Anthropic Challenges Pentagon in Court: Files Sworn Declarations Against National Security Risk Claims
Anthropic filed sworn declarations in California federal court on March 22, challenging the Pentagon's claim that it poses an 'unacceptable national security risk' after refusing unrestricted military use of Claude. A hearing is set for March 24. Google, meanwhile, is pursuing Pentagon contracts after updating its AI principles to remove weapons commitments.
Anthropic vs Pentagon: The Courtroom Battle Over AI Military Ethics
Origins of the Conflict
In March 2026, the standoff between Anthropic and the U.S. Department of Defense escalated into a full legal battle. The core issue: Anthropic insisted on two red lines in its Pentagon contract—prohibiting Claude from being used for "mass domestic surveillance of Americans" and "fully autonomous weapons systems" where AI, not humans, makes final targeting decisions.
Defense Secretary Pete Hegseth deemed these restrictions an "unacceptable national security risk," placing Anthropic on a supply chain risk list. President Trump ordered all federal agencies to cease using Anthropic's AI.
Legal Actions
Anthropic filed two lawsuits on March 9, challenging the supply chain risk designation as retaliation for its First Amendment-protected advocacy for AI safety. The company also argued a key technical point: once Claude is deployed in military systems, Anthropic technically cannot remotely disable or manipulate it.

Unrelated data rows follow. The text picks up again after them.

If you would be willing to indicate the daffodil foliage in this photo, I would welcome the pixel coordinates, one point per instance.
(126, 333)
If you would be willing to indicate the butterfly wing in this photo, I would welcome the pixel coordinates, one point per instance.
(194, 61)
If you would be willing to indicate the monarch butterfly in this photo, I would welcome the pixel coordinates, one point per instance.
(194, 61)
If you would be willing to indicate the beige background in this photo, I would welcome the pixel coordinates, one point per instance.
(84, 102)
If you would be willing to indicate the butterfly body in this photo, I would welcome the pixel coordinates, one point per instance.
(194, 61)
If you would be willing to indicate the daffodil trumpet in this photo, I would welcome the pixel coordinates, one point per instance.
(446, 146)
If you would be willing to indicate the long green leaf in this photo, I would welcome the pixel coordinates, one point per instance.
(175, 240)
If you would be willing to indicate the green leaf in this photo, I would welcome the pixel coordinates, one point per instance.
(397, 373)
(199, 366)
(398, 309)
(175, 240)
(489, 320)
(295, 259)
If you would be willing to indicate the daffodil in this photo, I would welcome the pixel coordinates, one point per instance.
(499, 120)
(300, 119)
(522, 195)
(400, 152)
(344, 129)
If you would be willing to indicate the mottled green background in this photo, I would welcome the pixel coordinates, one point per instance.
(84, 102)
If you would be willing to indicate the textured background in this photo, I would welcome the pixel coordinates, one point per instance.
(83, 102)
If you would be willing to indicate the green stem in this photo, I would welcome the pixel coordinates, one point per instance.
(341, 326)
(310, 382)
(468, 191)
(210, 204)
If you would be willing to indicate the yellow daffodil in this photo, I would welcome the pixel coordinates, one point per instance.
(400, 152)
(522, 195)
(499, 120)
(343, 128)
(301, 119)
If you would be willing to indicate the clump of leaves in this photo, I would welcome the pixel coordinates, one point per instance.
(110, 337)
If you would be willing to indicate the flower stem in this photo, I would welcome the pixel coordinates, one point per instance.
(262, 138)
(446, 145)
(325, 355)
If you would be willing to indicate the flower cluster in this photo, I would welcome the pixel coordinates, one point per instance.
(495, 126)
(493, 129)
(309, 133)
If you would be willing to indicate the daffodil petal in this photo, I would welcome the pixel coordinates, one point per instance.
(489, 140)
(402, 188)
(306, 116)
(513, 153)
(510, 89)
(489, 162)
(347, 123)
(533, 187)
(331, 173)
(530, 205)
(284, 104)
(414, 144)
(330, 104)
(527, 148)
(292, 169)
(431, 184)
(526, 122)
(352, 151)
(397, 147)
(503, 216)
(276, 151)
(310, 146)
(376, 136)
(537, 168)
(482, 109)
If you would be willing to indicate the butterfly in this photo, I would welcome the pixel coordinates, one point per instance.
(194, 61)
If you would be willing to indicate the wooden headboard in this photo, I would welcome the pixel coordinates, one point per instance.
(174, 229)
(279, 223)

A federal court hearing on Anthropic's preliminary injunction request is scheduled for March 24 in San Francisco, potentially becoming a landmark ruling for AI military use.
Silicon Valley's Response
The ACLU and CDT filed amicus briefs supporting Anthropic. Employees from Microsoft, Google, and OpenAI publicly backed Anthropic's stance. Notably, OpenAI reached its own Pentagon agreement with guardrails, though more permissive than Anthropic's demands.
Deeper Implications
The fundamental question transcends a contract dispute: Can AI companies set ethical red lines on their own technology? A ruling favoring the Pentagon could mean AI companies cannot maintain ethical limits against national security demands; a ruling for Anthropic would establish legal precedent for AI industry military ethics boundaries.
Regardless of outcome, this battle has already shifted power dynamics between Silicon Valley and Washington. Google removed its pledges against developing weapons and surveillance technology from its AI principles, pushing some Google employees to support Anthropic's position.
In-Depth Analysis and Industry Outlook
From a broader perspective, this development reflects the accelerating trend of AI technology transitioning from laboratories to industrial applications. Industry analysts widely agree that 2026 will be a pivotal year for AI commercialization. On the technical front, large model inference efficiency continues to improve while deployment costs decline, enabling more SMEs to access advanced AI capabilities. On the market front, enterprise expectations for AI investment returns are shifting from long-term strategic value to short-term quantifiable gains. However, the rapid proliferation of AI also brings new challenges: increasing complexity of data privacy protection, growing demands for AI decision transparency, and difficulties in cross-border AI governance coordination. Regulatory authorities across multiple countries are closely monitoring these developments, attempting to balance innovation promotion with risk prevention. For investors, identifying AI companies with truly sustainable competitive advantages has become increasingly critical as the market transitions from hype to value validation. This trend is expected to deepen over the coming years, profoundly impacting the global technology industry landscape. The convergence of AI with other emerging technologies such as quantum computing, biotechnology, and robotics is creating entirely new market opportunities that did not exist even two years ago.